Additionally, under CCPA, businesses should also:
- Have a waiting period of 12 months from the opt-out before requesting consumers’ consent once again;
- Well informed of the rights and direct the consumers how to exercise them; and
- Stop selling the personal information of consumers once they opt out of it.
Right to Non-discrimination
Businesses cannot discriminate against consumers, even if they exercise their rights. Under CCPA, such discrimination includes (but not limited to):
- Denying goods or services to the consumer.
- Charging different prices or rates for goods or services, including using discounts or other benefits or imposing penalties
- Providing a different level or quality of goods or services to the consumer
- Suggesting that the consumer will receive a different price or rate, or a different quality of goods or services.
Businesses can provide reasonable financial incentives for the collection, sale, or deletion of personal information. However, such incentives should be informed and are subject to consumers’ affirmative opt-in consent.
Make available to consumers two or more designated methods for submitting requests, including a toll-free number and a website address, if available.

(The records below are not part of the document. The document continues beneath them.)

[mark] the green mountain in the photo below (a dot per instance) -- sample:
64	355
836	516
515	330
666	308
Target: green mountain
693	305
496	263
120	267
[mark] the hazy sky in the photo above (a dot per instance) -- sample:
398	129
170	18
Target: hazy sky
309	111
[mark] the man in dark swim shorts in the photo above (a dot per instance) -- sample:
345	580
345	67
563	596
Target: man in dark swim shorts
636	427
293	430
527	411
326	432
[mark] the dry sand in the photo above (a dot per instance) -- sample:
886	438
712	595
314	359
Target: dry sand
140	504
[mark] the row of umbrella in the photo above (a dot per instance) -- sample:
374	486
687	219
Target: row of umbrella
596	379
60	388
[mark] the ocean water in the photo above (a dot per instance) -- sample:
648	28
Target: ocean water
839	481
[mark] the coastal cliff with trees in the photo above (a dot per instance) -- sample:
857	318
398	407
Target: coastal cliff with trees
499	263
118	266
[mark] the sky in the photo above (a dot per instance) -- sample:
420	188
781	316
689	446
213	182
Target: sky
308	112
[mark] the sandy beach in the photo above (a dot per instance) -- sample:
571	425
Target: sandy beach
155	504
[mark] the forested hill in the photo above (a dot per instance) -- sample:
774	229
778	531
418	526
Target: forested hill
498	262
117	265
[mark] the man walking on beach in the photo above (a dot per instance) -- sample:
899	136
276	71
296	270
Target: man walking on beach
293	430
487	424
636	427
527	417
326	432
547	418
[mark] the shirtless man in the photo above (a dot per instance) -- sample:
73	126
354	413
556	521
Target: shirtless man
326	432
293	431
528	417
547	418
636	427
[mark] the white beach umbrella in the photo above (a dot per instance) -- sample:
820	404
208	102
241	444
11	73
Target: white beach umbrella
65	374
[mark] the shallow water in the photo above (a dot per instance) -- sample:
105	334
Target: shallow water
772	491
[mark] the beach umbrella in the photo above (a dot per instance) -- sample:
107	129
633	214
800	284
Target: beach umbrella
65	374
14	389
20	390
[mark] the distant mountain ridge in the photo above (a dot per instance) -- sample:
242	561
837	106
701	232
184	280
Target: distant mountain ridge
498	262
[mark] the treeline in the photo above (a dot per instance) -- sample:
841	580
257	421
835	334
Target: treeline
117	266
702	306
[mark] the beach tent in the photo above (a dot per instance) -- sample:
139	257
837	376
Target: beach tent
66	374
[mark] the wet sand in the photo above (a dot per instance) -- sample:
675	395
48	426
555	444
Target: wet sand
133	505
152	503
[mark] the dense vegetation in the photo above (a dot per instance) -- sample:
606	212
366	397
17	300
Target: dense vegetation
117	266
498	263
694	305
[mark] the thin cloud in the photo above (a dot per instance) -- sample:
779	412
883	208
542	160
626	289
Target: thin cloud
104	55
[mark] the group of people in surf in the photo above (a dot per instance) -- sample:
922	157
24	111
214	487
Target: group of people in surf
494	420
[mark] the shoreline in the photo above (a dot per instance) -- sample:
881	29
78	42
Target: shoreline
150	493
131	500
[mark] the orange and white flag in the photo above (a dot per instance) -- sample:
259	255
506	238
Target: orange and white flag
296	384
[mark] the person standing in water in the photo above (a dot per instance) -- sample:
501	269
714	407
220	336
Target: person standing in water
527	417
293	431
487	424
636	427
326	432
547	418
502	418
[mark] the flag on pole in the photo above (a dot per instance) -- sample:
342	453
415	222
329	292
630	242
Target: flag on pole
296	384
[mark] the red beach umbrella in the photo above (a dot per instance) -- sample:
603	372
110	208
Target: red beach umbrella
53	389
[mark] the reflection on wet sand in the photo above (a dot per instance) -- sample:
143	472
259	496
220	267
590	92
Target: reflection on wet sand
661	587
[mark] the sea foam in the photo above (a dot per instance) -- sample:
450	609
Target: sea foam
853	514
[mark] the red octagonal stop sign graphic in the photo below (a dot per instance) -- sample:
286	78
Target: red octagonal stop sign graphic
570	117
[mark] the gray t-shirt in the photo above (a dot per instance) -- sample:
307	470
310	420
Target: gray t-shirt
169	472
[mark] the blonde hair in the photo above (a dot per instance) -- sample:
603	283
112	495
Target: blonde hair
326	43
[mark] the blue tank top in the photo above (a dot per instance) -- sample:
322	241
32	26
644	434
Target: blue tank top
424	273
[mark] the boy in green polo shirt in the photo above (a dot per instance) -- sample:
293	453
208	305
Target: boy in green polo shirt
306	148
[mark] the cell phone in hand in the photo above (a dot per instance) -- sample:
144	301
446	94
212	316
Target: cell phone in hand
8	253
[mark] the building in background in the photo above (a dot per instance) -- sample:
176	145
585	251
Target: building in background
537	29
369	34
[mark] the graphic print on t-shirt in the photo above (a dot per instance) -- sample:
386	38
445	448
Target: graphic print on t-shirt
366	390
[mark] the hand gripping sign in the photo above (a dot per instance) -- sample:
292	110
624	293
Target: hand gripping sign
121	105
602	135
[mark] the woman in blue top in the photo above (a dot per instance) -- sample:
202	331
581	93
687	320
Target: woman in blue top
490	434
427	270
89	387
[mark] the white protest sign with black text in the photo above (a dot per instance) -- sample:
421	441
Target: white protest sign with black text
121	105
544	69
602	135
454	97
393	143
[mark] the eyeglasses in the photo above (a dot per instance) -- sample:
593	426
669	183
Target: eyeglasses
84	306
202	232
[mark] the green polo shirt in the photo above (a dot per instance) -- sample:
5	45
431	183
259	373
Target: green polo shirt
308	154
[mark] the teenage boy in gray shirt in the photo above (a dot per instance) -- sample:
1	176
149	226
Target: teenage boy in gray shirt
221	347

Businesses shall confirm receipt of the request to notice, access, or delete within 10 days and provide information about how the business will carry out the request. They should respond to the requests within 45 days, beginning from the day they received the request, regardless of the time required to verify the request. If necessary, they may take an additional 45 days if the businesses can provide consumers a proper explanation about why they need more days to respond.
Opt-In from Minors
Under CCPA, businesses should mandatorily obtain affirmative consent from minors between 13 and 16 years old, and parental consent for minors under 13 years to sell their personal information.
Non-compliance with CCPA could prove costly. However, unlike GDPR (read our guide), businesses have 30 days to fix any alleged violation. After that, they will be subjected to fines up to $7500 per intentional violation and up to $2500 per unintentional violation.
Consumers can seek legal action against businesses if they handle personal information unlawfully.
In the event of a breach, businesses must notify any California resident whose personal information was affected. Businesses that are required to notify more than 500 California residents must also submit a sample copy of that notification to California’s Attorney General. They have the opportunity to fix the alleged violation within 30 days.
Consumers can claim statutory damages between $100 and $750 per incident per consumer, or they can seek legal action against the alleged business entity if the court deems right.
There is not much time left for CCPA to come into effect. More amendments to the official text are expected before that. Business owners should already be well prepared to welcome the Act. All their data dating back to a year should be mapped and documented and ready to be disclosed. This act may have made things tougher for businesses in the United States. However, people deserve to have their rights and privacy protected and respected.
Disclaimer: This article is not meant to be legal advice. It is written solely to share general information. For any legal counsel, please contact a lawyer specialized in CCPA.